One reason this has become such a hot topic beyond the nerdiest corners of the internet is Google’s claim in October that they achieved quantum supremacy. Their machine Sycamore performed a specific calculation in 200 seconds, which supposedly a supercomputer would have taken 10,000 years to resolve. The only problem is IBM refute that this amounts to quantum supremacy, releasing a paper that claims a supercomputer could perform that task in under 3 days.

Whether or not Google’s feat amounts to quantum supremacy, it represents huge improvements in computer processing power that bring us another step closer to operationalizing quantum computers in the near future. We’re watching this space closely as it has the potential to revolutionise artificial intelligence which could quickly change the financial ecosystem.

Farewell to Fossil Fuel Financing

As Europe takes the lead to collectively combat the worst effects of climate change, fossil fuel financing is fast becoming a thing of the past. In November this year, the European Investment Bank announced over the next 2 years it would phase out its multibillion-euro financing of fossil fuels, and transition to the world’s first “climate bank”.

Unfortunately, a new report from the Sierra Club revealed that 33 banks alone have contributed $1.9 trillion in investments to fossil fuel companies since the Paris climate accord in 2015, with increases over the past two years. However, the global momentum is hard to deny, and British private industry has the opportunity to meet the prescient threat of climate change head on. In fact, between July-September this year, Britain generated more electricity from renewables than from fossil fuels, for the first time in history!

We’re looking forward to the 2020 UN Climate Change Conference in November to see the progress committed nations have made and the future pledges they intend to commit.

US Presidential Election

One respite from Britain’s own chaotic political situation has been following our friends across the pond, as the US barrels towards a maelstrom campaign for who will be the next president. Set against the backdrop of an impeachment trial, this season of America is shaping up to be an exciting one.
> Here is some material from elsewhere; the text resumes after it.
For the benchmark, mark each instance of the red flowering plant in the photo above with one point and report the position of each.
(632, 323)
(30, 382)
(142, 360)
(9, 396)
Importantly, the power of America’s government to dictate international financial regulation and sanctions is why the 2020 election will be significant for British business. From the trade war in China to the Iranian sanctions, the incoming president’s stance on international affairs could be an important factor on how and where financial institutions can operate. 

AI Becoming Mainstream

AI is no longer an up-and-coming phenomena: it has up and come. With off-the-shelf AI products to bespoke designs, AI has moved from research and development to operational. This year, we are releasing a white paper on how financial industries can bring AI technologies in-house and get the most benefit for their business and customer needs. Written with the team at Fuzzy Labs, the paper provides a robust blueprint of how banks can implement the technology today.

From personalized customer insights, to automated processes, to mitigate financial crime risks and generating holistic network entities, we believe banks with an eye to the future can kickstart the new decade with a promise to modernize their products, services and compliance.

If 2019 was eventful enough we are sure that 2020 will be a year to remember.